I looked a little deeper and saw that beneath the murky, dark water of my emotions there was a golden door, and the only way into that door was swimming through the water. I used the deep-rooted love I felt for everyone around me and sent it inwards, to the one that needed it most, myself.
I did this by hiring my first life coach. It was the first time I’d ever invested in myself for the sole purpose of loving and caring for myself. It wasn’t to change the way I looked, to earn more money, to gain a relationship; it was for my heart and soul. To speak up, to be heard, to receive love, and to shine a light on the tangled web I held inside of me.
I knew that life could be filled with laughter, joy, and confidence if I started focusing more on my own issues and needs than everyone else’s. I was ready to take the weight of the world off my shoulders. I began imagining my life as exciting, filled with adventures, romance, and most of all peace of mind!
When I turned on the light inside, I discovered I had a deep-rooted belief that my life was in my hands, I held the reins, and I knew wholeheartedly that anything I wanted was possible.
I recognized that my worries and fears were within me too, and that meant I had the power to shift them.
That golden door began to feel closer each day as I empowered myself with love and awareness, swam through the waters of pain, and challenged two limiting beliefs—that I needed approval from others to be safe and needed to appear perfect and strong to be worthy.
I learned that my body was constantly on guard trying to protect me from my worries. Our bodies can’t tell the difference between actual danger and perceived danger. Since I was constantly thinking negative and fearful thoughts, my nervous system perceived danger and was ramped up in case I needed to fight. As I practiced breathwork, yoga, and physical exercise, my nervous system calmed and neutralized.
Instead of fighting to give up my addictions to worry and anxiety, I began to add in self-love, compassion, and acceptance. I sat with my feelings and invited them to tea. It was scary and shaky but with time and support, I trusted that my life experiences were happening for me and not to me.
There would always be unknowns in life. Rather than fear or control them, I began to embrace them and accept that whatever was happening was for the highest good. In fact, all the difficulties I encountered became the catalyst for reconnecting with my true self. Rather than see life as good or bad, I removed the label and saw it as all as part of one whole experience.
The trust and love weren’t hard to find, they were within me. Just as everything is within you right now. The difference was my focus and perspective—instead of leaning on fear and worry and trying to fix and change the world, I began to slow down and let go of the illusion of control.

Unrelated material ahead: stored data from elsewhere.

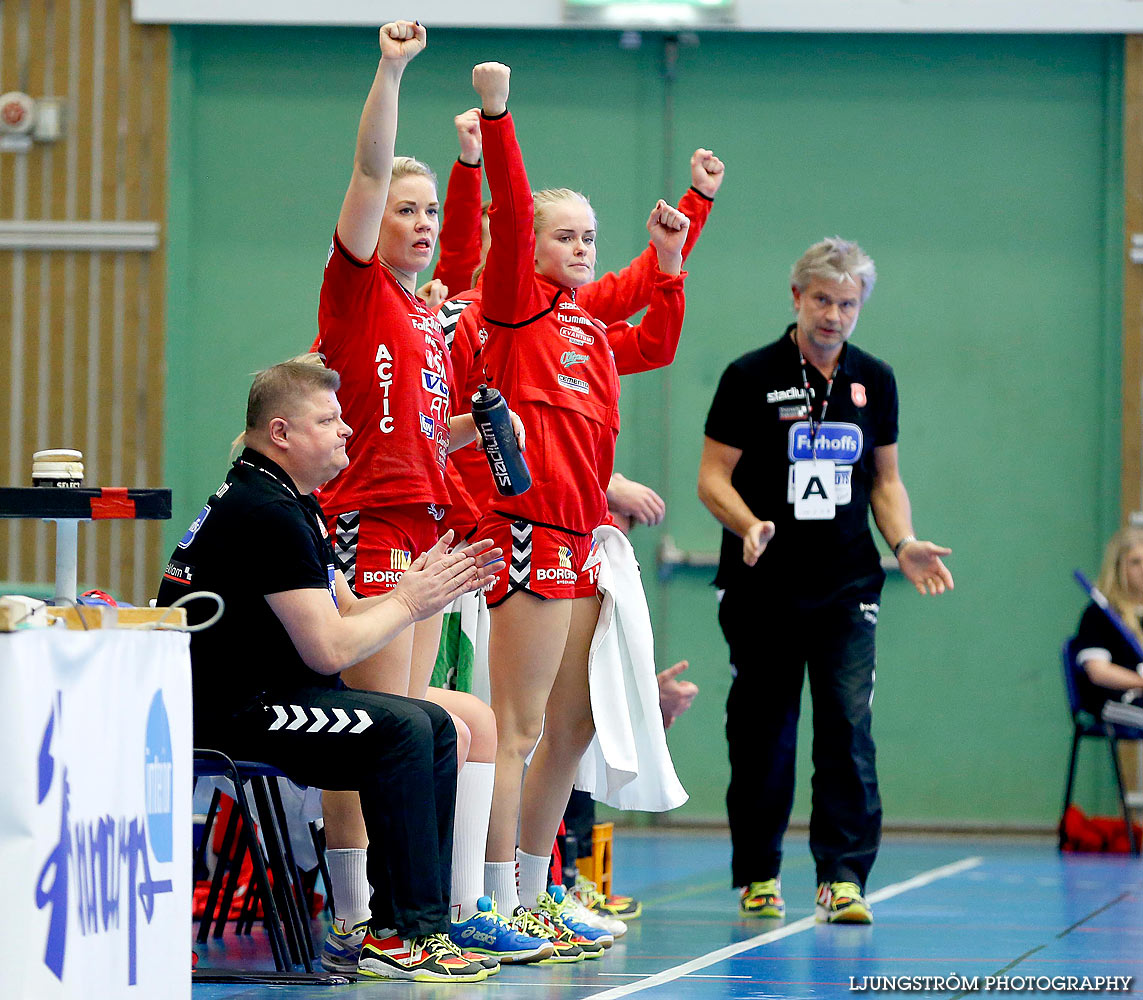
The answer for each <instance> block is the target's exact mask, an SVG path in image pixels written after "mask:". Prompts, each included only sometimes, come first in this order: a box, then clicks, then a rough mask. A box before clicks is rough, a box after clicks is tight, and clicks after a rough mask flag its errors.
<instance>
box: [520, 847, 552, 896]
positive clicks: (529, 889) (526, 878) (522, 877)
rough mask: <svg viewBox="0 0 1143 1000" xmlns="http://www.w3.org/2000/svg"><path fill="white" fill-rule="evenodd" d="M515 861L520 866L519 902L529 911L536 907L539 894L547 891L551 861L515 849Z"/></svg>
mask: <svg viewBox="0 0 1143 1000" xmlns="http://www.w3.org/2000/svg"><path fill="white" fill-rule="evenodd" d="M515 861H517V864H518V865H519V866H520V902H521V903H523V905H525V906H528V907H529V909H530V907H533V906H535V905H536V898H537V897H538V896H539V894H541V893H546V891H547V874H549V869H550V866H551V863H552V859H551V857H539V855H536V854H527V853H526V851H522V850H520V848H517V849H515Z"/></svg>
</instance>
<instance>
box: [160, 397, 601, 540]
mask: <svg viewBox="0 0 1143 1000" xmlns="http://www.w3.org/2000/svg"><path fill="white" fill-rule="evenodd" d="M584 391H586V390H584ZM208 517H210V504H207V505H206V506H205V507H203V509H202V510H201V511H199V515H198V517H197V518H195V519H194V520H193V521H191V527H190V528H187V529H186V534H185V535H183V537H182V538H181V539H179V541H178V547H179V549H185V547H186V546H187V545H190V544H191V542H193V541H194V536H195V535H198V534H199V528H201V527H202V526H203V525H205V523H206V520H207V518H208Z"/></svg>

Putting myself first and seeing myself meant looking at the broken pieces along with the whole and saying I love it all! I accept it all! I trust it all!
When I think about life now and the planet my soul dropped onto, I am in awe and wonder of the beauty and magic I see all around me. It is in my daughter’s bright eyes, the warm hug of friend, the sound of the waves crashing on the beach. I now can see what was hidden from me when I was in constant fear.
The boundless love I have given myself has created a sense of safety that enables me to experience life with far less fear and worry.
I know that no matter what happens in life, I have my own back. I am listening to my needs and honoring what is present by loving myself through the difficulties that may arise instead of judging or hiding from myself.
The first step to any great change is awareness. When you meet your awareness with loving arms, magic can happen.
If you too feel overwhelmed by all the pain around you and think you need to control it to be safe, shift your focus back to yourself. Trust that both the dark and light serve a purpose—for all of us—so you don’t need to save or fix anyone else. You just need to take care of yourself, honor your own needs, and trust that no matter what happens, with the strength of your own self-love, you can handle it.